Random data filter/generation based on count criteria

Hi Team,

How do i generate or filter random data based on the below criteria.

For example i have a data around 200 records/rows. if the records less than 100, i should consider all of them, else i should consider 5% of 200 or 100 records/rows which ever is higher.

I have used column expression to get the count value.

May i know what node should i use to get random data based on the count that i have from column expression.

Regards,
Pavan.

Hi Pavan,
You can use the Partitioning node to filter the data table such that it includes rows drawn randomly.
You can specify either the absolute number or the percentage of rows to keep.
-Don

1 Like

Hi there!

As @dnaki suggested you should use Partitioning node for random sampling which you will control with a flow variable which defines the number of rows you need to filter. You can get this flow variable on multiple ways. I used Extract Table Dimensions node followed by Table Column to Variable and Math Formula (Variable) nodes.

Check it out and if any questions feel free to ask. Workflow is attached.
2019_04_11_Partitioning_With_Criteria.knwf (17.3 KB)

Br,
Ivan

2 Likes

Hi Don and Ivan,

Thank you for your help, it worked. I have used column expression as there is no option to use multiple if else in math node. Below is the screen shot of the workflow just for reference.

Regards,
Pavan.

1 Like

Hi Pavan!

Glad you found a solution.

Math Formula node indeed does not have multiple if else but if you nest more if() function you actually get if else simulation :wink:

Also you need only one if() function cause only in case where 5% is bigger than 100 you need that 5% rows otherwise you take 100 rows each way :wink:

Br,
Ivan

Hi Ivan,

i am not aware that we can do nested if in Math Formula node, i will try.

Also there are 3 conditions here, 1st is if the number of records are less than 100, then it should take all the records, else, 2nd 5% of number of records or 3rd 100 which ever is greater. Based on your suggestion, i think we can do it with nested if. Thanks for that.

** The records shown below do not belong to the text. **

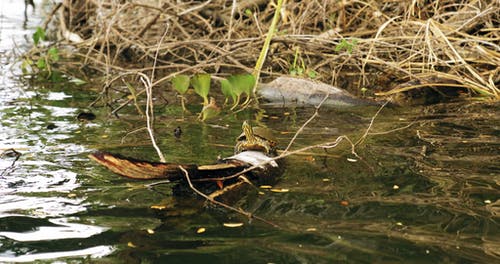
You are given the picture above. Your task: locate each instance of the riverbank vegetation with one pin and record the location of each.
(405, 49)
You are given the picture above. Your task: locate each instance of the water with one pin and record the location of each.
(424, 194)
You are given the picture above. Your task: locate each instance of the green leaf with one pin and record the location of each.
(312, 74)
(242, 83)
(248, 12)
(77, 81)
(201, 85)
(227, 89)
(41, 63)
(180, 83)
(24, 66)
(53, 54)
(38, 35)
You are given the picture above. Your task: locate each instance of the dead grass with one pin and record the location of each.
(400, 44)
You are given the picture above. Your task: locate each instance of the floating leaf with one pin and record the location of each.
(181, 83)
(280, 190)
(41, 63)
(53, 54)
(210, 110)
(201, 85)
(77, 81)
(233, 224)
(38, 35)
(158, 207)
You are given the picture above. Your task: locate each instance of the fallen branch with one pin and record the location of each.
(212, 200)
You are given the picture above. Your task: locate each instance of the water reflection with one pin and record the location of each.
(93, 252)
(37, 188)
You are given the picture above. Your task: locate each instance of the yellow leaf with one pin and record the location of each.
(280, 190)
(233, 224)
(158, 207)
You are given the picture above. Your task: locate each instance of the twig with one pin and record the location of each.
(316, 113)
(210, 199)
(363, 137)
(149, 115)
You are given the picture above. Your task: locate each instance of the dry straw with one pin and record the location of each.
(438, 43)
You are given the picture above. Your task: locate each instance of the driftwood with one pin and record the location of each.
(215, 179)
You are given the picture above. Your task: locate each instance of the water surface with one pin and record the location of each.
(423, 187)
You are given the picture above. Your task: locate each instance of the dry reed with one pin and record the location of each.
(399, 44)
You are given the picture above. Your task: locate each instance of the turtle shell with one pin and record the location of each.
(262, 133)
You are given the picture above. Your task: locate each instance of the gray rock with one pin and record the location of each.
(290, 91)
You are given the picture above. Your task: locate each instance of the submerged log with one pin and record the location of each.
(214, 179)
(290, 91)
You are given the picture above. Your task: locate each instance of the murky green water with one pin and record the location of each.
(425, 194)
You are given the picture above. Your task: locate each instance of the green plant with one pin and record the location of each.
(201, 85)
(236, 85)
(42, 60)
(181, 85)
(267, 43)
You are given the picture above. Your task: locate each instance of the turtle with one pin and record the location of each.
(256, 138)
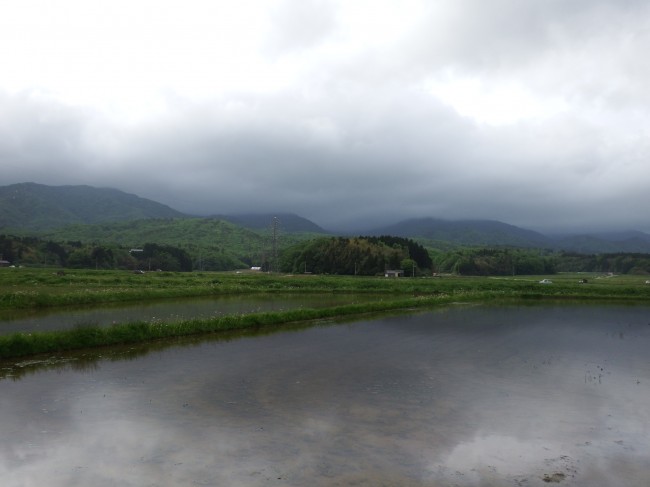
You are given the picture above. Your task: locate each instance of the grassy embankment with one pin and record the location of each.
(34, 288)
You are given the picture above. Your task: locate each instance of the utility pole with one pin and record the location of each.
(275, 224)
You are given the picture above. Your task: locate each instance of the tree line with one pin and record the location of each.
(365, 256)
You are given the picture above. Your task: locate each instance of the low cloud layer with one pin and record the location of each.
(532, 113)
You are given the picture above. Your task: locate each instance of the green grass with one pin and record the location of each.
(34, 288)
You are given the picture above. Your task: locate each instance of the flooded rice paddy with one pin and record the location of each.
(28, 321)
(465, 396)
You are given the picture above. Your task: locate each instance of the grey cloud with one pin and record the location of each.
(360, 139)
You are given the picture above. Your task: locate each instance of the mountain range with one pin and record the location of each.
(36, 209)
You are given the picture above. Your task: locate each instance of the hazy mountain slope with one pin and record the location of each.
(470, 232)
(31, 206)
(287, 222)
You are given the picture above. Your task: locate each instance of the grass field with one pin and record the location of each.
(39, 288)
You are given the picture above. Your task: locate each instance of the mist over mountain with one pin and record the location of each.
(286, 222)
(36, 208)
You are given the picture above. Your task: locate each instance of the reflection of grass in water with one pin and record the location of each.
(90, 335)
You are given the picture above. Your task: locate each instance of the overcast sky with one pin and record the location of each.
(532, 112)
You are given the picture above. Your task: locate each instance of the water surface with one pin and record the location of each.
(466, 396)
(28, 321)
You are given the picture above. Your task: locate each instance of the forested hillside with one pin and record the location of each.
(357, 256)
(36, 207)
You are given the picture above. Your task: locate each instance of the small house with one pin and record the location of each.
(394, 273)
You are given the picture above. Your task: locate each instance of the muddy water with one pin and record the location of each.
(467, 396)
(12, 321)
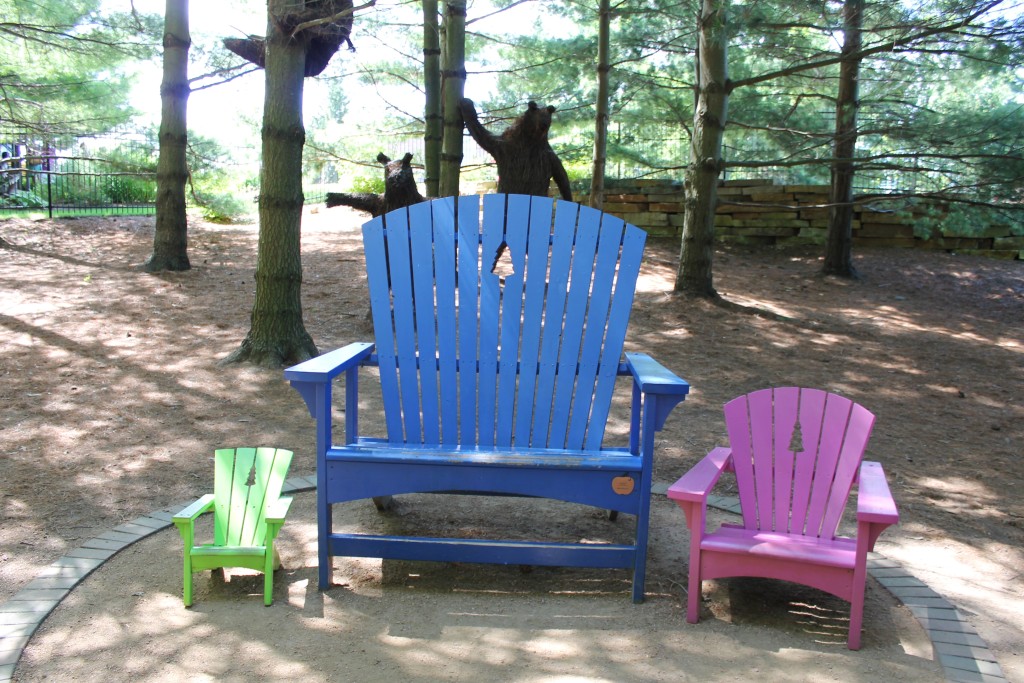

I would like to know how to you connect nodes using the curved arrows. i only have straight one’s.

Regards,
Pavan.

Hi Pavan!

To get curved arrows (and more grid options) see picture attached. It is also accessible from a File --> Preferences --> KNIME --> KNIME GUI --> KNIME Editor

Just an explanation on logic behind summing 3 conditions into 2 conditions. If 5% of number of records is less than 100 take 5% else take 100. This else also covers when there is less than 100 records because it can not take 100 if there is 58 records in data set :wink: But I agree having 3 conditions is clearer and I would write it with 3 conditions as well :smiley:

Br,
Ivan

1 Like

This topic was automatically closed 7 days after the last reply. New replies are no longer allowed.